Des drones militaires égarés, d’origine ukrainienne, s’invitent presque quotidiennement dans l’espace aérien de l’OTAN, forçant les armées à décoller en urgence et les populations à se mettre à l’abri.
Une série d’incursions qui fait vaciller un gouvernement
Tout commence le 25 mars, lorsque deux drones traversent la Russie pour frapper la cheminée de la centrale d’Auvere en Estonie et s’écraser en Lettonie.
Quatre jours plus tard, la Finlande déploie ses chasseurs F/A-18 dans le sud-est après une violation de son espace aérien.
L’un des appareils est identifié comme un drone ukrainien AN-196. Le phénomène s’accélère début mai avec l’explosion d’un drone sur un dépôt pétrolier à Rezekne, en Lettonie.
L’incident coûte son poste au ministre de la Défense Andris Spruds, puis provoque la chute de la Première ministre Evika Silina après le retrait de son parti de la coalition.
Le 15 mai, Helsinki ordonne à 1,8 million d’habitants de rester confinés et suspend son trafic aérien, tandis que le 20 mai, Vilnius déclenche une alerte aérienne générale, interrompt ses vols et ses trains et envoie les écoliers et même les parlementaires dans les abris.
Guerre électronique au cœur du chaos
Cette dérive n’est pas une attaque intentionnelle contre l’OTAN. Elle résulte d’une bataille invisible.
D’un côté, l’Ukraine intensifie ses frappes longue portée contre les terminaux pétroliers russes de la Baltique.
De l’autre, Moscou riposte par un brouillage électronique massif, du spoofing GPS et du piratage de signal.
Aveuglés, privés de navigation, les drones manquent leur cible et poursuivent leur route à l’aveugle jusqu’à franchir les frontières de l’Alliance.

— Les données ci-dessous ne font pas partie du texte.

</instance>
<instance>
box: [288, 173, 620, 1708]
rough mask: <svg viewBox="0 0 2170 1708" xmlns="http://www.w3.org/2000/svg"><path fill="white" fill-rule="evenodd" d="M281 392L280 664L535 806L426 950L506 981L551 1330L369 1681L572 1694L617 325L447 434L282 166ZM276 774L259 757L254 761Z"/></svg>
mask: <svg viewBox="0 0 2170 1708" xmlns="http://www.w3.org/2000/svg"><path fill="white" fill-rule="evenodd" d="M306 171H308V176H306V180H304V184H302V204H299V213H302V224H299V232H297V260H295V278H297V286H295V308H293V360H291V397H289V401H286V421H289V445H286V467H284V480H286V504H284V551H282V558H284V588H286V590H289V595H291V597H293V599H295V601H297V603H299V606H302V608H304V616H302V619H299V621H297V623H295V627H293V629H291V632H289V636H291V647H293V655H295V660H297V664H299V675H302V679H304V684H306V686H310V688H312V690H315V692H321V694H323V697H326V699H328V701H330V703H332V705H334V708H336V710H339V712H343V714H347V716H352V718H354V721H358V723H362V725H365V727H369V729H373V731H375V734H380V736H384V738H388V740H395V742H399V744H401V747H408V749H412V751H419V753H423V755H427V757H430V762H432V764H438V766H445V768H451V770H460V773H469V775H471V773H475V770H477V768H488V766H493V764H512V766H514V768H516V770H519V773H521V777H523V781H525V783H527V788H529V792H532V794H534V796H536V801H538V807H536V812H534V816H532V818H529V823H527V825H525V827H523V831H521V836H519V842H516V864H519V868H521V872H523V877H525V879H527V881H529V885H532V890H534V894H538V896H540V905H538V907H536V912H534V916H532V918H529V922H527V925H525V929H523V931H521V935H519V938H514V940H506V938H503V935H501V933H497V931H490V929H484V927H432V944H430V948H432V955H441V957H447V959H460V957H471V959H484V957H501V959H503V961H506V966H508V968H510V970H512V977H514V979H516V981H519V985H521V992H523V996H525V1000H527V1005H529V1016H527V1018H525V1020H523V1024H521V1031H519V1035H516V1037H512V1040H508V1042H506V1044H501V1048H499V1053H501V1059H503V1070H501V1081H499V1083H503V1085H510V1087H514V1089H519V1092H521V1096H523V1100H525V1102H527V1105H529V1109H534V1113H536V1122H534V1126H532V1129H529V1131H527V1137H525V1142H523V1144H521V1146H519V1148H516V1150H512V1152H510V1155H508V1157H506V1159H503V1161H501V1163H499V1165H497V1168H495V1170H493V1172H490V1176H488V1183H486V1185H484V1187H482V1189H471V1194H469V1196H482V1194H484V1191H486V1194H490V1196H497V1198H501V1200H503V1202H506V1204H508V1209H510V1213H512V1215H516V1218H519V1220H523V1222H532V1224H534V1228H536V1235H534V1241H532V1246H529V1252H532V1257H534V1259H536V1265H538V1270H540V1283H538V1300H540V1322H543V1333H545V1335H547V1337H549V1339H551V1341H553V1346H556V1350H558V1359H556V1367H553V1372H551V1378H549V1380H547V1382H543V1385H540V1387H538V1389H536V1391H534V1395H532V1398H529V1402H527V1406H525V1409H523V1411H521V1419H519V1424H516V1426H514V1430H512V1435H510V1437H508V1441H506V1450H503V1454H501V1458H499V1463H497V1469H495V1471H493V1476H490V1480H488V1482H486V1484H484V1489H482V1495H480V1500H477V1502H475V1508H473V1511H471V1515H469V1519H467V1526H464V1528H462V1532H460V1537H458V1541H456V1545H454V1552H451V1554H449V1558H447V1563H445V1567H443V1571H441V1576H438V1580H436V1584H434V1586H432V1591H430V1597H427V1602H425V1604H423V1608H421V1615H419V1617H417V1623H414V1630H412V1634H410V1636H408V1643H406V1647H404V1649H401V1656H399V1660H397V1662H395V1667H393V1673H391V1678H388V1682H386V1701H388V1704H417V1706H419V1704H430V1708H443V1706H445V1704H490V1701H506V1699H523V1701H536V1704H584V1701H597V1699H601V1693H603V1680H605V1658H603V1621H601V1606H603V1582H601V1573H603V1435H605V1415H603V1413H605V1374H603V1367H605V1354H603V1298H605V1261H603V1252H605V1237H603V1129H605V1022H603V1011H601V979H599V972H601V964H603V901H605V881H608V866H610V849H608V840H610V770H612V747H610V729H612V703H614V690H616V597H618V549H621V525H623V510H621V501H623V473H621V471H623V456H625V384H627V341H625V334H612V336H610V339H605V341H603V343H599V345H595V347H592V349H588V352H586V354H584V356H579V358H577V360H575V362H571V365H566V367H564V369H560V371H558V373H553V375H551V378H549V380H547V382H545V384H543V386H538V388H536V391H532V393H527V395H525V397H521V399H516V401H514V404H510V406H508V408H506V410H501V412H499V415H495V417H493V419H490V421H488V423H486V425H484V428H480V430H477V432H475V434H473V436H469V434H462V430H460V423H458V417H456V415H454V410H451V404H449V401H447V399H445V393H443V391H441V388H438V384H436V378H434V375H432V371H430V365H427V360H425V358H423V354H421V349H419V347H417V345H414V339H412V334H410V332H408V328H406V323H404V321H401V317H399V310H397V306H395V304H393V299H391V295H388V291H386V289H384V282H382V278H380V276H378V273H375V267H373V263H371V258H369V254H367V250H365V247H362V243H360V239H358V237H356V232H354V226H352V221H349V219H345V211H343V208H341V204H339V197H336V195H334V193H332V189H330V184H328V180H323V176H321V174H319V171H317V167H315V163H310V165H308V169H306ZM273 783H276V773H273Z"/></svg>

Civils confinés et chasseurs de l’OTAN en alerte
Si le président finlandais Alexander Stubb assure qu’il n’existe pas de menace militaire directe, le coût psychologique et économique est immense.

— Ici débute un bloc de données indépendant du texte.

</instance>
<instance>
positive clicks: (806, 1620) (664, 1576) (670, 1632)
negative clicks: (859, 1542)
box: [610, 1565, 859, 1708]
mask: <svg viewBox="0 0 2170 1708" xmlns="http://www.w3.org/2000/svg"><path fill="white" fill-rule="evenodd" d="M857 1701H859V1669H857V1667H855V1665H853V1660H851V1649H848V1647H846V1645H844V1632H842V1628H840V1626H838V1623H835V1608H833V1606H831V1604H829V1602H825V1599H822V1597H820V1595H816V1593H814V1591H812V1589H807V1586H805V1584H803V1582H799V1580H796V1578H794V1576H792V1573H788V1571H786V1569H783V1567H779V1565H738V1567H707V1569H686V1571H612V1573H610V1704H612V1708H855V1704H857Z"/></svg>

Les 21 mai et 3 juin, la Lettonie demande à nouveau à ses riverains de la frontière russe de se mettre à l’abri pendant que des chasseurs de l’OTAN patrouillent.
Le 19 mai, un appareil roumain de l’OTAN abat un drone au-dessus de l’Estonie. Le 8 juin, c’est un Rafale français qui intervient dans le ciel letton.
Les touristes annulent leurs séjours dans les zones frontalières et les autorités finlandaises finissent par imposer début juillet une série de restrictions aériennes et maritimes le long de la côte sud.
Une réponse commune à 50 millions d’euros
Face à cette menace hybride, les quatre pays changent d’échelle.
Helsinki, Tallinn, Riga et Vilnius investissent 50,2 millions d’euros dans un bouclier anti-drones intégré, avec radars partagés, capteurs renforcés et communication en temps réel entre garde-frontières.
Une mesure jugée indispensable pour sécuriser le flanc nord-est de l’Europe, comme l’a résumé l’armée finlandaise le 28 juillet :
« afin de garantir que les autorités puissent opérer si des drones s’égarent dans la zone ».